View on GitHub

990 Decoder -- Charity Navigator

ETL toolkit for 2.5 million electronic nonprofit tax returns released by the IRS.

IRS Form 990 Decoder – DEPRECATED

Please use the newer version of this code

This repository contains everything you need to get started exploring the IRS Form 990 dataset hosted by Amazon Web Services on S3. This includes instructions for an easier-to-use 990 database provided free to the public by Charity Navigator.

Why we are providing these files

Charity Navigator is dedicated to the advancement of informed giving. In the United States, most organizations exempt from income tax under section 501(a) must file an annual information return called the Form 990. These documents contain a wealth of information about each organization’s operations, finances and governance practices. Philanthropists, regulators, researchers and others rely on the IRS Form 990 as a crucial public record of nonprofit governance.

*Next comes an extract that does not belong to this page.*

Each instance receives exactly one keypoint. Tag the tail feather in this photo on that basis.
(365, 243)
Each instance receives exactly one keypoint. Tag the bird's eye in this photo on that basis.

Historically, these documents were completed and mailed into the IRS. More recently, organizations began to submit them digitally. And within the last year, the IRS began to make the digitized data available to the public.

While this is a great advancement for the sector, many have found these original electronic records to be difficult to work with. That’s because the original Form 990 dataset consists of more than a million individual files. The encoding scheme for these files varies from case to case, and the file structure alone makes them very difficult to retrieve. The tools offered here are intended to facilitate retrieval, comprehension and analysis.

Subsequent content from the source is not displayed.